Keras: does it automatically use multiple gpu, if availabe?

Created on 10 May 2015 · 13Comments · Source: keras-team/keras

In Theano, we have to munally fork the process: https://github.com/Theano/Theano/wiki/Using-Multiple-GPUs .

Is it possible to configure keras sequence using multiple gpu to train (one) model?

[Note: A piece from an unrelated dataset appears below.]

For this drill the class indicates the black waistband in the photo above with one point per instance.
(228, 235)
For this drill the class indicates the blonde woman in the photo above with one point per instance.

I am consodering this because I have multiple gpu's on a single machine.

Source

fyears

Most helpful comment

@fyears @fchollet I have the following code for data parallelism for Keras. The idea is to manually synchronize the model (by averaging) from multiple GPUs after each training batch:

import warnings
import multiprocessing
import numpy as np
from datetime import datetime

# constant
NUM_GPU=4
NUM_EPOCH=100
MINI_BATCH=128

def train_model(gpu_id, data_queue, model_queue, num_epoch=NUM_EPOCH, num_batch=1):
    import theano.sandbox.cuda
    theano.sandbox.cuda.use(gpu_id)
    import theano
    import theano.tensor as T
    from keras.models import Sequential
    from keras.layers.convolutional import Convolution2D
    from demosaic_cnn import Crop2D, mean_absolute_error

    # define the model
    model=Sequential()
    # put your model definition here

    # compile the model
    model.compile(loss=mean_absolute_error, optimizer='RMSprop')

    # train the model
    best_loss=np.inf
    best_save='_'.join((gpu_id,datetime.now().strftime('%Y_%m_%d_%H_%M_%S.h5')))
    for epoch in range(num_epoch):
        print gpu_id,'@epoch',epoch
        for batch in range(num_batch):
            print gpu_id,'@batch',batch
            data=data_queue.get()
            loss=model.train_on_batch(data[0], data[1])
            # after a batch a data, synchronize the model
            model_weight=[layer.get_weights() for layer in model.layers]
            # we need to send NUM_GPU-1 copies out
            for i in range(1,NUM_GPU):
                model_queue[gpu_id].put(model_weight)
            for k in model_queue:
                if k==gpu_id:
                    continue
                # obtain the model from other GPU
                weight=model_queue[k].get()
                # sum it
                for l,w in enumerate(weight):
                    model_weight[l]=[w1+w2 for w1,w2 in zip(model_weight[l],w)]
            # average it
            for l,w in enumerate(model_weight):
                model.layers[l].set_weights([d/NUM_GPU for d in w])
        # after each epoch, try to save the current best model
        if best_loss>loss:
            model.save_weights(best_save, overwrite=True)
            best_loss=loss
    model_queue[gpu_id].close()

if __name__=='__main__':
    data=[]
    label=[]
    num_data=len(data)
    gpu_list=['gpu{}'.format(i) for i in range(NUM_GPU)]
    # for send the data
    data_queue=multiprocessing.Queue(20)
    # for synchronize the model, we create a queue for each model
    model_queue={gpu_id:multiprocessing.Queue(2) for gpu_id in gpu_list}
    threads=[multiprocessing.Process(target=train_model(gpu_id, data_queue, model_queue, num_batch=(num_data)/MINI_BATCH/NUM_GPU)) for gpu_id in gpu_list]
    for thread in threads:
        thread.start()
    for epoch in range(NUM_EPOCH):
        print 'data@epoch',epoch
        for start in range(0,num_data,MINI_BATCH):
            print 'data@batch',start/MINI_BATCH
            data_queue.put((data[start:(start+MINI_BATCH)],label[start:(start+MINI_BATCH)]))
    data_queue.close()
    for thread in threads:
        thread.join()

zhangtemplar on 16 Nov 2015

👍4

All 13 comments

This has never been tried with Keras.

It's not entirely clear what training a Keras model on multiple GPUs would imply. Would we do data parallelism? Model parallelism?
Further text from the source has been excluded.